Q. My horse often gallops off after a jump. Sometimes he even humps his back and pitches. My trainer said my lower legs are slipping back and I’m catching my horse in the sides with my heels. Can you recommend any exercises for me to fix this problem?
The first is to jump low fences without your irons. (You’ll be more comfortable if you remove your irons and leathers from your saddle.) It’ll become evident right away that you must keep your legs tight and still or you’ll have a hard time staying with your horse’s motion over the jump. When jumping without irons, it often helps to think about raising your toes up rather than keeping your heels down. Either way, concentrate on stretching your calf muscles down and holding your lower legs at the girth.
Once you’ve put your stirrups back on the saddle, try the next exercise. Jump with only one hand holding the reins. You can hold your free arm out to the side or place it behind your back. You might be surprised to discover how much you’d been relying on your hands for support. By holding the reins with only one hand, you’ll have to depend on your lower legs to support your upper body. Again, in order to maintain a secure seat, you’ll have to keep your heels down and your legs still.
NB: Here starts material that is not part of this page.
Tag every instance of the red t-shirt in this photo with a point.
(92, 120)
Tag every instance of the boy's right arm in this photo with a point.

Finally, tie the stirrup irons to your girth with strands of yarn. Make two loops from the inside branch of your iron to your girth. Each iron should only move about six inches in any direction. This will physically hold your lower legs in the correct position and will prevent your heels from bumping your horse’s sides. The goal here is to help you feel where your legs should remain when you jump. Once your legs are more secure, your upper body won’t tip forward in mid-air over the jump and your horse will be less likely to speed up when he lands.